For example, Christopher Schultz's photo-based periodical Pinups takes its cue from early liberationist gay porn. But unlike the usual fare, here each page forms part of a larger image, giving readers the option of constructing their own life-size nude bear or cub. According to Schulz, "When I started Pinups I knew the type of guy I wanted to photograph wasn't like the typical guy you see in print, but I wanted to treat him as though he was." Clearly, these models are not run-of-the-mill fetishes, but just regular guys--if hairy pudgy men with potbellies can be so described. Operating as throwbacks to a post-Stonewall style of deviant confrontation on the one hand, while treating the smooth continuous masculine form to an origami burst of fragmentation on the other, the images in Pinups confound and even out the twinks and hunks collected in most gay rags.

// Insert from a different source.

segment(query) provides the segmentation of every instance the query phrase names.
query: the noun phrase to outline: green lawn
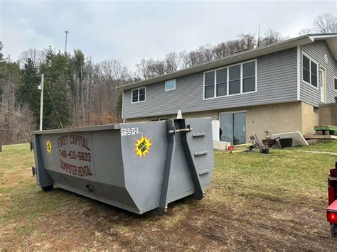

If Jesse Finely Reed's C-prints are less overtly erotic, it is only at the expense of stock gay imagery, like when he sheds light on dark nightclub interiors or portrays bars of soap as horribly grungy--the very opposite of how these sacred icons are normally perceived. The Merchandise (2005-06) series shows headless, hyper-sexualized models with airbrushed pecs and other marks of masculine pulchritude. The result is uncanny versions of the sort of images commonly traded on craigslist.com and other gay chat rooms. In his ongoing photographic series, If You're Lonely ... (not included in this show), Reed photographs men he met online, though rendered as backlit, vaguely threatening silhouettes of sexual promise. Moving on to more hallowed ground is The Cock: Bathroom View #1 and View #2, New York, NY, 2002 (2002), two inkjet prints of seedy bathroom cruising areas plunged into dazzling daylight. In it, Reed goes straight to the heart of the classical meet-and-greet of gay secrecy and anonymity.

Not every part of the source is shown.